Behavior: Transact 4–6x/week, typically on trusted offline routes.

Motivation: Ease of payment, trust in shopkeeper, and local familiarity.

Why they matter: They influence merchant adoption. Driving loyalty here unlocks two-sided network effects (consumer ↔ merchant).


4. The “Promo Hunter”

Who they are: Deal-savvy users who install and uninstall apps based on the juiciest offer of the month.

Behavior: Transact heavily during campaigns, then churn until the next big deal.

Motivation: Cashback, rewards, and referral bonuses — nothing else matters.

Why they matter: Great for short-term boosts (e.g. festive campaigns). A well-gamified loyalty program could extend retention.


5. The “First-Time UPI User”

Who they are: Students and digital newcomers just starting to explore UPI payments and mobile wallets.

Behavior: Low frequency now (1–2x/month), but high curiosity. Mostly peer-to-peer and recharges.

Motivation: Simplicity, social proof, and visible incentives like scratch cards.

Why they matter: They’re at the beginning of their digital payment journey. Hook them early, and you can build long-term loyalty.

Target Segment for Our Loyalty Strategy:

We’ll focus on The “Chai & Recharge” User

Why?

  • Millions of semi-urban and Gen Z users transacting 1–3x/week.

  • Extremely responsive to rewards, cashback, and gamification.

  • Daily chai, mobile recharges, commute fares — perfect for streaks and habit loops.

  • Easy to influence and grow to 4–6x/week usage with small nudges.

  • Fast feedback loop, ideal for launching and testing loyalty mechanics at scale.

A small nudge here = millions of extra transactions weekly.


Step 5: List & Prioritize Their Pain Points

Now that we know who we’re targeting, let’s understand why they’re not loyal — and what opportunities we can uncover.

Let’s break this down for our target segments:

  • Casual UPI users often miss out on rewards because the system lacks predictable patterns or feedback loops, making incentives feel random and unreliable, which leads to lower motivation and app loyalty.

  • There is no clear way to track progress/benefits from frequent micro-payments, so users feel their repeated usage isn’t acknowledged or rewarded, reducing emotional connection to the app.

  • GPay offers limited contextual nudges (like reminders before a monthly recharge), making it easy for users to fall out of habit and switch to competing apps offering time-bound cashback or deals.

  • Small-value transactions (₹10–₹500) rarely unlock exciting rewards, which demotivates value-conscious users who expect every rupee to earn something back, especially in comparison to Paytm’s flashier scratch card mechanics.

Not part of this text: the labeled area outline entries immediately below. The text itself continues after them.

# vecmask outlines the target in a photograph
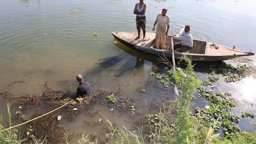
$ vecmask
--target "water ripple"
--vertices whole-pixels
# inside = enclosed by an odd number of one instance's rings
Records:
[[[108,0],[106,1],[106,4],[108,5],[118,5],[122,3],[122,0]]]
[[[72,14],[82,14],[86,10],[86,8],[84,7],[79,7],[70,9],[68,11],[68,13]]]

  • The lack of a lightweight in-app community or peer leaderboard means users can’t see how their behavior compares to friends, missing an opportunity for gamified social proof and friendly competition to boost engagement.

  • Existing reward formats like scratch cards feel transactional and repetitive, offering no long-term progression or personalization, which makes users disengage once the novelty wears off.

  • Users can’t set payment streak goals or automate frequent low-value tasks (like daily snacks or weekend phone top-ups), so every transaction feels standalone rather than part of a rewarding routine.

  • There’s no fun or engaging visual feedback tied to completing everyday payments, making the experience purely functional rather than delightfully habitual, which is key for sticky behavior in low-value users.

  • Offers are often generic and disconnected from real-world behavior (e.g., getting a fuel cashback while paying for grocery), which breaks relevance and reduces the perceived value of participating in promotions.

  • No clear place to see loyalty progress or rewards history within the app results in forgettable wins and no buildup of achievement, which prevents the formation of an emotional “I’m winning with GPay” narrative.